RelayMD: Scheduling Policy

The orchestrator scores all idle workers and assigns the highest-scoring one to each queued job. The scoring policy, in priority order:

  1. GPU count — more GPUs score higher (multiplied by 1000)
  2. Platform — HPC scores above Salad Cloud at equal GPU count (bonus of 1000)
  3. GPU VRAM — among workers with equal GPU count and platform, higher VRAM scores higher (H100 > A100 > A6000 > RTX 4090 > A10 > A30)

The requesting worker is only assigned the job if it is the highest-scoring idle worker. This means every worker participates in a fair competition on each poll — no worker gets preferential treatment by polling faster.

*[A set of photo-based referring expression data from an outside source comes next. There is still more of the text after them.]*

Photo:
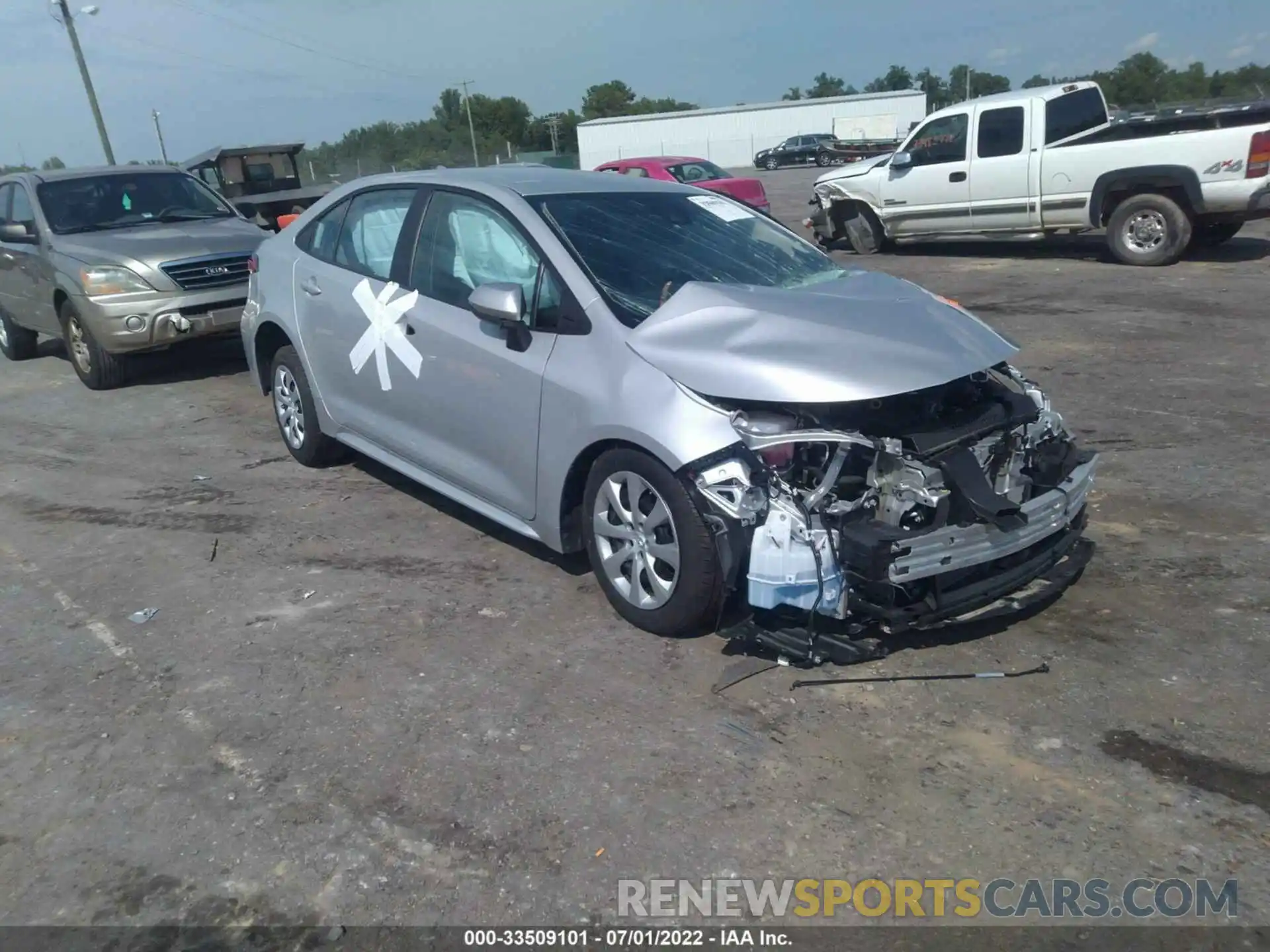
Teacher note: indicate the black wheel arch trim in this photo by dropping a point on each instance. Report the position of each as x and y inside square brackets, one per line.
[1146, 175]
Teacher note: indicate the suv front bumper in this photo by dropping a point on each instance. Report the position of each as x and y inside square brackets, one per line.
[157, 321]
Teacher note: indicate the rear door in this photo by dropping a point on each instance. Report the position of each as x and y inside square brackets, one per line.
[474, 411]
[1001, 171]
[934, 193]
[349, 262]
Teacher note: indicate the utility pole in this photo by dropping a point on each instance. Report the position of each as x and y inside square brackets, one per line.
[69, 23]
[554, 127]
[472, 128]
[163, 149]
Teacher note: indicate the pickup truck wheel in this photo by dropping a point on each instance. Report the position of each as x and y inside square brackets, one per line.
[97, 368]
[298, 415]
[865, 233]
[1214, 235]
[1148, 230]
[651, 550]
[17, 343]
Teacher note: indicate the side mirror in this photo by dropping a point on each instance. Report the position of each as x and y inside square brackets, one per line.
[503, 303]
[17, 234]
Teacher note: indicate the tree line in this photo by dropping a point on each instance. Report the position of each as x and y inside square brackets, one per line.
[1140, 80]
[506, 125]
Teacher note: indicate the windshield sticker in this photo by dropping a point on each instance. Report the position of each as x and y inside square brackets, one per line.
[722, 207]
[385, 332]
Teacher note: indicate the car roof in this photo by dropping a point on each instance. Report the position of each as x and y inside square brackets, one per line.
[524, 180]
[93, 172]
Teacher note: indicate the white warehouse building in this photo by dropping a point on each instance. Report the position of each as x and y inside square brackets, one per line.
[730, 136]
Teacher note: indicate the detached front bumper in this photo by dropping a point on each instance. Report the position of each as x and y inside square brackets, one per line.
[155, 321]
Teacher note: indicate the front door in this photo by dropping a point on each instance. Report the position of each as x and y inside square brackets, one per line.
[1000, 194]
[349, 255]
[474, 409]
[933, 194]
[31, 280]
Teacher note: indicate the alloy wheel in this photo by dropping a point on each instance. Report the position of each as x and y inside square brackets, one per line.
[1146, 231]
[636, 539]
[288, 408]
[78, 346]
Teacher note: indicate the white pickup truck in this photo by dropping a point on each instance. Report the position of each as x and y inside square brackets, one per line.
[1044, 160]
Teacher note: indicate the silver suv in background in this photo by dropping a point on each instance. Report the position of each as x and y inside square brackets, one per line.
[117, 260]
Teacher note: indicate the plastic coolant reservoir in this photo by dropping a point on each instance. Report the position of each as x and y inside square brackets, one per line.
[783, 569]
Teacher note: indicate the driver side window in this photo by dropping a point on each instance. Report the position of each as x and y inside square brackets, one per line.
[466, 243]
[940, 141]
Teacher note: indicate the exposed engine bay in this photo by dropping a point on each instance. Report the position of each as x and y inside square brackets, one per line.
[906, 510]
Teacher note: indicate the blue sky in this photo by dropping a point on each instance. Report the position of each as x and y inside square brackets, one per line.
[204, 65]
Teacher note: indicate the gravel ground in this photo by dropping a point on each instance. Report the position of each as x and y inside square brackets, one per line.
[374, 707]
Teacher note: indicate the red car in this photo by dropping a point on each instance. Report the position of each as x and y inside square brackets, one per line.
[694, 172]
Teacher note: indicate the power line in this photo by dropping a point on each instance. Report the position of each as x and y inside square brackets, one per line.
[255, 32]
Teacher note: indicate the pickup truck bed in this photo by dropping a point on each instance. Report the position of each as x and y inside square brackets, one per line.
[1050, 159]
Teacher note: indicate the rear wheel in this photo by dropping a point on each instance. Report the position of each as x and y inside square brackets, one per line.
[651, 550]
[1214, 235]
[97, 368]
[296, 413]
[865, 233]
[17, 343]
[1148, 230]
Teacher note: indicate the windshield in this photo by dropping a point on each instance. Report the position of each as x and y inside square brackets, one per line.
[640, 247]
[99, 202]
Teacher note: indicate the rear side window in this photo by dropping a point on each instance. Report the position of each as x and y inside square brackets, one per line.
[22, 211]
[1001, 132]
[1072, 113]
[698, 172]
[367, 240]
[319, 239]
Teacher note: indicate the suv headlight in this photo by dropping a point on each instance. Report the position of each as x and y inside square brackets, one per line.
[111, 280]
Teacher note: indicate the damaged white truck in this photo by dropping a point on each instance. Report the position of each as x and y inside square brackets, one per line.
[694, 394]
[1046, 160]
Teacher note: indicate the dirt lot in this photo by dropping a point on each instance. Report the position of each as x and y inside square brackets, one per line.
[374, 707]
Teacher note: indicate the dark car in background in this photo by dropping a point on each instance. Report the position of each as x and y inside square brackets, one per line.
[795, 150]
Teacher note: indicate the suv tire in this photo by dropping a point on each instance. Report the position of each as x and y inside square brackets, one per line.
[663, 524]
[97, 368]
[296, 413]
[1148, 230]
[17, 343]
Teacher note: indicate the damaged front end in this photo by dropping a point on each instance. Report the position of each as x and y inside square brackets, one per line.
[902, 512]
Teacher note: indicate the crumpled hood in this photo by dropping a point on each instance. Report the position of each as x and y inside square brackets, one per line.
[861, 337]
[854, 169]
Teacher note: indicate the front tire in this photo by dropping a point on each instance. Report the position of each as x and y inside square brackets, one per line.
[17, 343]
[651, 550]
[97, 368]
[865, 233]
[1148, 230]
[296, 413]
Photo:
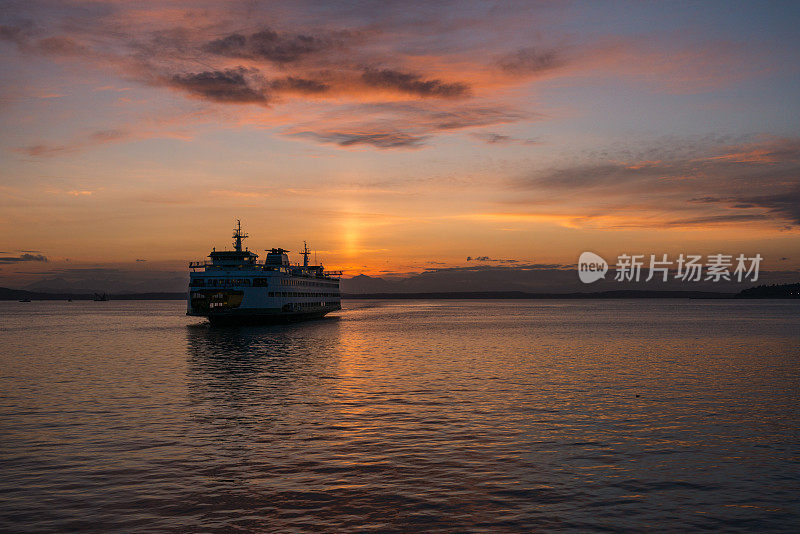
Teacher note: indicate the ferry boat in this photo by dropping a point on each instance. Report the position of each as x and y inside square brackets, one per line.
[234, 287]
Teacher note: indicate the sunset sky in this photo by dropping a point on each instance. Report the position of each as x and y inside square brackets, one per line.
[396, 136]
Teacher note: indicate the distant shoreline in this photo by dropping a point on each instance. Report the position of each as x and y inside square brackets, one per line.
[790, 291]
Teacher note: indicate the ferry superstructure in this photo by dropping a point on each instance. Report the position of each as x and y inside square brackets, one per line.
[235, 287]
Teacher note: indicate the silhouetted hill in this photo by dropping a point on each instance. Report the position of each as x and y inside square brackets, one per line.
[774, 291]
[18, 294]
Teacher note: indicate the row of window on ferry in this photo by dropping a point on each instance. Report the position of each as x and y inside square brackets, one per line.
[301, 294]
[255, 282]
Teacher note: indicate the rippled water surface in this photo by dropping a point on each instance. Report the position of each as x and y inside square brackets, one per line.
[499, 416]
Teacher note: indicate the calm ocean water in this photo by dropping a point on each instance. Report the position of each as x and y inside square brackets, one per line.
[490, 416]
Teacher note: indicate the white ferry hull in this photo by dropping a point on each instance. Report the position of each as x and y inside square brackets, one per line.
[235, 288]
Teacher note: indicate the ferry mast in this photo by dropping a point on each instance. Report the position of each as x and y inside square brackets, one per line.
[238, 235]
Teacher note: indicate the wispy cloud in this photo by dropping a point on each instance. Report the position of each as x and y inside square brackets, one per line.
[681, 187]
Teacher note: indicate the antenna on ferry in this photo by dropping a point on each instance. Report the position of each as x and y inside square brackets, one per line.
[238, 235]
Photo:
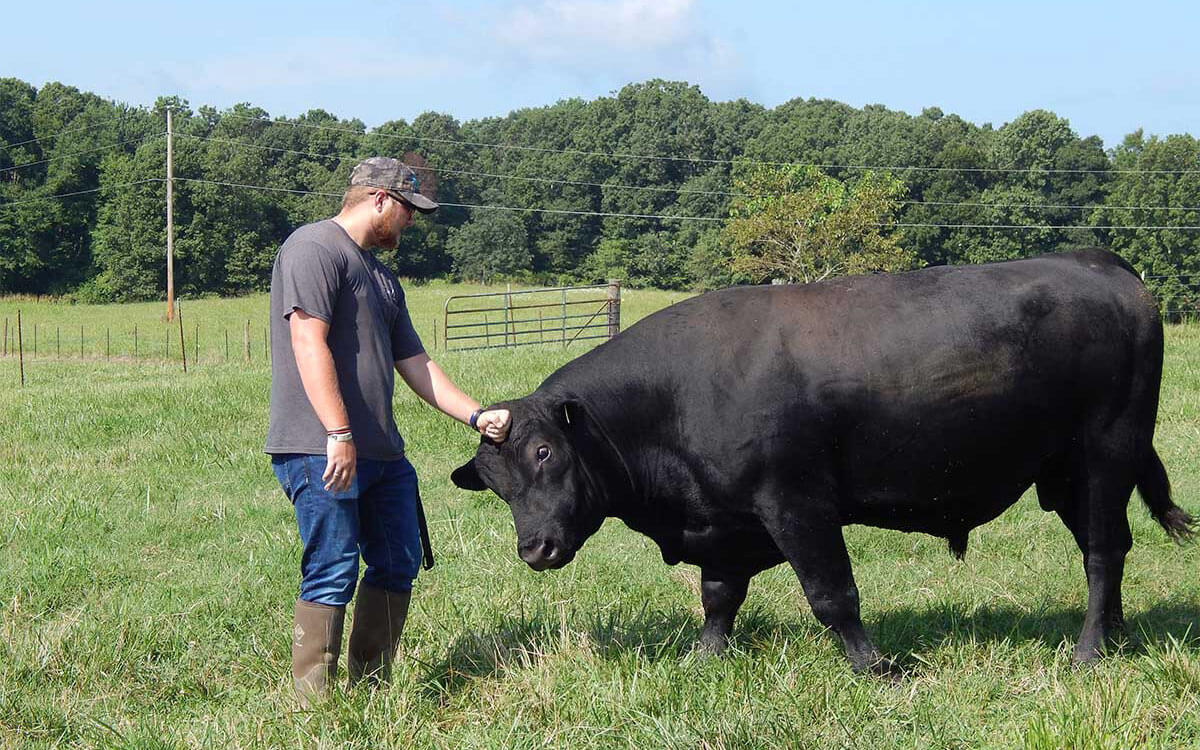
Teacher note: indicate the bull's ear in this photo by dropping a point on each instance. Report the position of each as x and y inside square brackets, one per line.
[571, 415]
[467, 478]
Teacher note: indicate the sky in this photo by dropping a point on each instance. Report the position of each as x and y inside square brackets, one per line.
[1109, 67]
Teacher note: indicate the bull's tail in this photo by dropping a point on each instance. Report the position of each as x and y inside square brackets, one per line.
[1155, 489]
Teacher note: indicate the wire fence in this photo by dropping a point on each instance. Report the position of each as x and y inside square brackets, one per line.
[193, 342]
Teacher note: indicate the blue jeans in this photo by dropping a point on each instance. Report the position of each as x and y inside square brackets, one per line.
[375, 517]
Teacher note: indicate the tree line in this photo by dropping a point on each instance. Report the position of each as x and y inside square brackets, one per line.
[583, 186]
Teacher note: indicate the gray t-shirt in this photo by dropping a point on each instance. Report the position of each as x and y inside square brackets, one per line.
[321, 270]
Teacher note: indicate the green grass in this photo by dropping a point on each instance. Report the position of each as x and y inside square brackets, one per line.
[149, 562]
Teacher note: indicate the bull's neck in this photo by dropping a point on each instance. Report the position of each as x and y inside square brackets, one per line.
[634, 418]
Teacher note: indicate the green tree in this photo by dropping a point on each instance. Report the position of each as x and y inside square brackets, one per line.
[1156, 184]
[797, 223]
[493, 244]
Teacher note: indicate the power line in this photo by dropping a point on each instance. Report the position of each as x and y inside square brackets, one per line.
[75, 130]
[673, 190]
[60, 157]
[675, 217]
[723, 161]
[79, 192]
[480, 174]
[1066, 227]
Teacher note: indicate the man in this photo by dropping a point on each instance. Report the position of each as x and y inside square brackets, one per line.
[339, 325]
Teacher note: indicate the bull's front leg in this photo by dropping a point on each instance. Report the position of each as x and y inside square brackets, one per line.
[813, 543]
[720, 594]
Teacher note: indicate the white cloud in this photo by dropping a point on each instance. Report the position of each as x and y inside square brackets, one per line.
[624, 39]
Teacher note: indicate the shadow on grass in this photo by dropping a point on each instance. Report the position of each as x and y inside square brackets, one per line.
[910, 631]
[652, 635]
[520, 642]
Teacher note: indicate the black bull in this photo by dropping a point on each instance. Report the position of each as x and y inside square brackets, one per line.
[745, 427]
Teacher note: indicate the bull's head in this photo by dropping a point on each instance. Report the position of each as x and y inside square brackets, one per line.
[550, 473]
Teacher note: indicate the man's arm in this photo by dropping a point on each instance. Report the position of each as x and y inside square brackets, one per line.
[429, 382]
[319, 378]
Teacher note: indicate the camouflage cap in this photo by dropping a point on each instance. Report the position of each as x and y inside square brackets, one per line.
[395, 177]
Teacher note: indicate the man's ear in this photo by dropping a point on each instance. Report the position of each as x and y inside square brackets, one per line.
[467, 478]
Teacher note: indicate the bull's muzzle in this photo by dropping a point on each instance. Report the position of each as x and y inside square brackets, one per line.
[543, 553]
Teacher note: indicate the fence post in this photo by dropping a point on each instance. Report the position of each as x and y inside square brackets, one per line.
[508, 312]
[21, 351]
[183, 345]
[613, 307]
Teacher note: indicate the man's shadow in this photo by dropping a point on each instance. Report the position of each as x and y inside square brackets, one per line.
[903, 634]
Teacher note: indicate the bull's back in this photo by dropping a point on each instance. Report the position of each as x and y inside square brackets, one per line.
[911, 391]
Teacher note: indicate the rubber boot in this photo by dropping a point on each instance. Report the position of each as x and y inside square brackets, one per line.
[316, 643]
[378, 622]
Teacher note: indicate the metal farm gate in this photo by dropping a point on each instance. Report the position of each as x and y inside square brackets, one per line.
[558, 316]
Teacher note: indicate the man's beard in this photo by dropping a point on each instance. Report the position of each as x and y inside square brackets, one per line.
[384, 235]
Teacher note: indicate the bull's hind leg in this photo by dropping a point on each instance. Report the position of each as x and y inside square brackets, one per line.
[813, 543]
[721, 595]
[1096, 516]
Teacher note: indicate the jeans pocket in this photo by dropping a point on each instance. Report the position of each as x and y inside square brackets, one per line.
[280, 468]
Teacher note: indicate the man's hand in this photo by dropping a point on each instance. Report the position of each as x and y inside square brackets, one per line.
[341, 465]
[495, 425]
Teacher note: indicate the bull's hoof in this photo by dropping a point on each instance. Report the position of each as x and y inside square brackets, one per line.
[1085, 655]
[711, 647]
[881, 667]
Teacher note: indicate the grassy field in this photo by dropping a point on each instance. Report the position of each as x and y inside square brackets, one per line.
[149, 562]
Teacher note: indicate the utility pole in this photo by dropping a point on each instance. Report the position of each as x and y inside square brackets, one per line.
[171, 221]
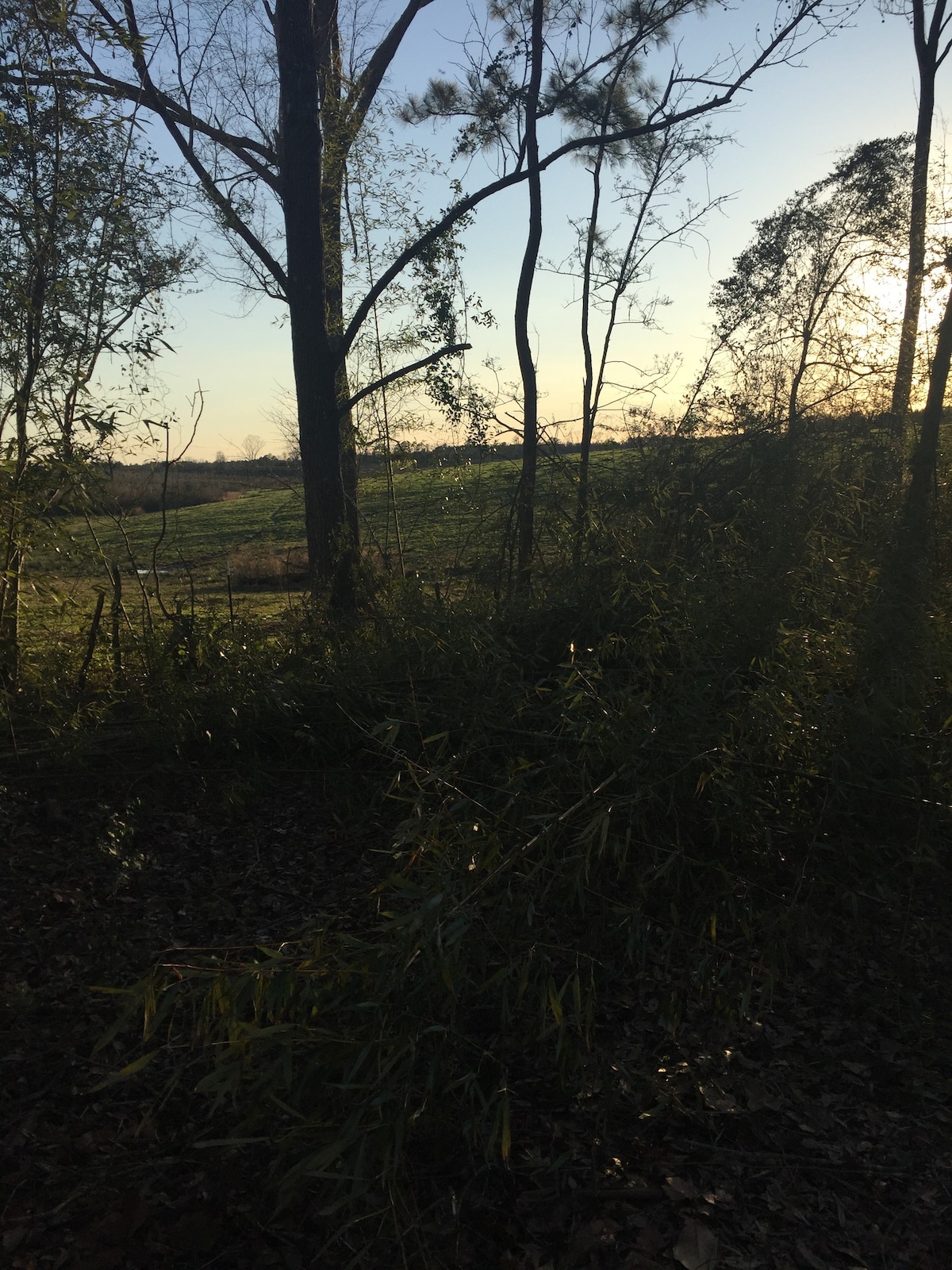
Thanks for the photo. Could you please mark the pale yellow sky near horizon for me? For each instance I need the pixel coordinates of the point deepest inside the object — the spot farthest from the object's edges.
(787, 133)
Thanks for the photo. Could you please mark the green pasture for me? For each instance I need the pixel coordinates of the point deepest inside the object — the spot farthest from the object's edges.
(442, 520)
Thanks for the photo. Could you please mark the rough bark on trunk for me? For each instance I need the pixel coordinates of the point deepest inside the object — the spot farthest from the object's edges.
(317, 368)
(919, 495)
(588, 404)
(526, 495)
(927, 52)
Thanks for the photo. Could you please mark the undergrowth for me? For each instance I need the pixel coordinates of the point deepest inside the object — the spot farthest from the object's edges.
(682, 759)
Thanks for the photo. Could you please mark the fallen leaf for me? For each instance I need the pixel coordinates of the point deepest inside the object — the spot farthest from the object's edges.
(696, 1248)
(716, 1100)
(651, 1240)
(806, 1259)
(677, 1187)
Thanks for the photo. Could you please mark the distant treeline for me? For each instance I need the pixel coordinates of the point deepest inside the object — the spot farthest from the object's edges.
(133, 488)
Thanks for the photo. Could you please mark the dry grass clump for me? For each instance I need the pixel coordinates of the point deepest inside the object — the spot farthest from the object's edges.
(260, 564)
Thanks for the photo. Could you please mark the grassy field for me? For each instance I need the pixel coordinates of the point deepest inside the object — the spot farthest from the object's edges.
(443, 525)
(465, 908)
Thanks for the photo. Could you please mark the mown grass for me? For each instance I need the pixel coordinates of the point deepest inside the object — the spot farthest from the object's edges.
(673, 768)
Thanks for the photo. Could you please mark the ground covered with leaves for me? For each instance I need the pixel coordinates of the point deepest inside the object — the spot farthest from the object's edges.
(814, 1134)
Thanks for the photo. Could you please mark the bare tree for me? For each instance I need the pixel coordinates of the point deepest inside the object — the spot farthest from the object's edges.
(800, 328)
(583, 69)
(264, 107)
(83, 216)
(932, 48)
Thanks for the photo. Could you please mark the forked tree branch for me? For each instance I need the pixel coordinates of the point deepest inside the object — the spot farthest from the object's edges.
(450, 351)
(806, 10)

Salad Cloud workers are eligible for any job but are assigned only when no HPC workers are available or idle. This ensures cheapest, most capable resources are used first.

The orchestrator schedules a 60-second sbatch submission job. Each cycle runs as two phases:

  1. Dead-placeholder reap: all pending placeholder workers are checked against squeue. Any whose SLURM job is no longer alive (failed or cancelled before the worker started) are deleted, freeing up the max_pending_jobs slot.
  2. New submission: for each configured cluster, if there are queued jobs and no active/pending HPC workers for that cluster, a new SLURM job is rendered and submitted. The returned job ID is stored in the DB as a placeholder worker record (slurm_job_id = "<cluster>:<id>") to prevent duplicate submissions during the SLURM pending window.

When the SLURM job starts, the worker registers itself with the orchestrator and includes $SLURM_JOB_ID in the registration payload. The orchestrator uses this to locate and atomically delete the placeholder row, so only the real worker row remains visible in the UI.


Target HPC Clusters

Cluster Partition Wall time limit Notes
clusterA partitionA 4h Primary dev cluster
clusterA partitionB 4h
clusterB partitionC 14d Long-running preferred
clusterB partitionD 14d

Each partition is a separate ClusterConfig entry in the YAML config. The orchestrator submits to all configured clusters independently. Each cluster uses either a shared-filesystem .sif path (sif_path) or a registry image reference (image_uri) for Apptainer.

The orchestrator runs on the clusterA login node and calls sbatch as a direct subprocess (no SSH). clusterB support requires cross-cluster SSH submission, which is not yet implemented.